The Republic of Israel finds itself surrounded by the closed borders of Czechoslovakia, Hungary, and Yugoslavia. A military zone separates it from Tyrol. There are still road, rail, and river crossings with Germany, but the Jewish state refuses to establish diplomatic relations with Bonn. Essential goods are transported under the control of the American army. However, the noria of trains and trucks that cross the border into West Germany every day to deliver to the Jewish state does not exclusively carry products from France, Belgium, the Netherlands, or even American companies based in Germany. What’s more, these trains and trucks don’t leave empty. In fact, there is indeed trade and commerce between the two neighboring countries, which means that some citizens of the Jewish state regularly cross the border to do business with Germans. And one has to admit that the people concerned also include high-ranking civil servants who travel discreetly. . .
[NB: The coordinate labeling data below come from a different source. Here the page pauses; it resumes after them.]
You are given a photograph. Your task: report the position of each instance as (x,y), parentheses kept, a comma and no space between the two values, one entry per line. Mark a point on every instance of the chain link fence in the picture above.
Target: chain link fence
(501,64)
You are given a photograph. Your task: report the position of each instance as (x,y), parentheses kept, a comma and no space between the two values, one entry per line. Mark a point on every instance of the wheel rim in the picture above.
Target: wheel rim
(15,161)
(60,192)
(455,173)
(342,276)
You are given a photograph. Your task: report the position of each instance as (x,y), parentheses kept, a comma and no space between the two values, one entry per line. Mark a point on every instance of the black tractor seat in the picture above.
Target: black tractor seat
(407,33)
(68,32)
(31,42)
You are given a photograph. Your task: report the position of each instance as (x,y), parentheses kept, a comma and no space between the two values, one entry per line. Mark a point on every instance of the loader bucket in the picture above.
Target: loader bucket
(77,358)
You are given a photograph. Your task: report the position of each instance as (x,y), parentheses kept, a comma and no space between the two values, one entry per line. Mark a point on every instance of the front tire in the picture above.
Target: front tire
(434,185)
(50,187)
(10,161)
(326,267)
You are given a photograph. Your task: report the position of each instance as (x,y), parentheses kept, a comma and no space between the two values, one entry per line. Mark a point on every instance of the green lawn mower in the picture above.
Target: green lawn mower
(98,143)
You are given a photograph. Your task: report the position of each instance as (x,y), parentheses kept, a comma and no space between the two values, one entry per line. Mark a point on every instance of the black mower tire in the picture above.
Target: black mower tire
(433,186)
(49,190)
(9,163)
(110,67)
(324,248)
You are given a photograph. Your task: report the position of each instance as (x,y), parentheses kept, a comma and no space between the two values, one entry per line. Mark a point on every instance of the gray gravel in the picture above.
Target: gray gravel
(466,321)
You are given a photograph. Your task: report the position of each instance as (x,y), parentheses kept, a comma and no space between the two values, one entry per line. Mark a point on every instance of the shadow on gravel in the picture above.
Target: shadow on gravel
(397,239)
It is vital to break the taboo of mutual recognition between the FRG and the Republic of the Jewish People. In January 1954, Ha’aretz publishes a column sent from West Berlin by a young SPD executive named Willy Brandt. Under the title “Why I came back to Germany,” this socialist, who had chosen exile in 1933 to fight the Third Reich, calls for the construction of a new, humanist, and democratic Germany. The very fact of publishing an article by a German, albeit a social democrat and clearly an anti-Nazi, causes an uproar in Vienna. The paper receives a flood of protest letters, and many camp survivors cancel their subscriptions. Several demonstrations take place in front of the newspaper’s headquarters. Herut activists, with their innate sense of nuance, chant slogans such as “There are no innocent Germans!” and “Ha’aretz = Sturmer.” Communists and various far-left movements gather under the newspaper’s windows, shouting “No new Anschluss!” and “Brandt, Adenauer, same Nazis!”

According to a rumor circulating in Vienna cafés, Willy Brandt’s column has been sent to Ha’aretz as a result of contacts between the party he belongs to, the SPD [German Socialist Party], and Mapai. It is also rumored in generally well-informed circles that the ruling Israeli Labor Party has established contacts not only with the SPD, then in opposition, but also with the Bonn government.

The changes that follow Stalin’s death in the USSR have no effect on the borders of the Jewish state. Although officially neutral, the Republic of Israel finds itself at the forefront of the Cold War. Nevertheless, the government does not fail to protest to the three powers occupying Western Germany when the Bundeswehr is created on November 12, 1955. Ten years after the destruction of the Wehrmacht, the Jews cannot accept the rebirth of a German army stationed on its borders. A huge crowd gathers on the Ring, to say NO to German militarism. The leaflet calling for the demonstration shows a photo of General Hans Speidel, commander of the Bundeswehr, with Adolf Hitler. The same photo appears in Communist newspapers around the world.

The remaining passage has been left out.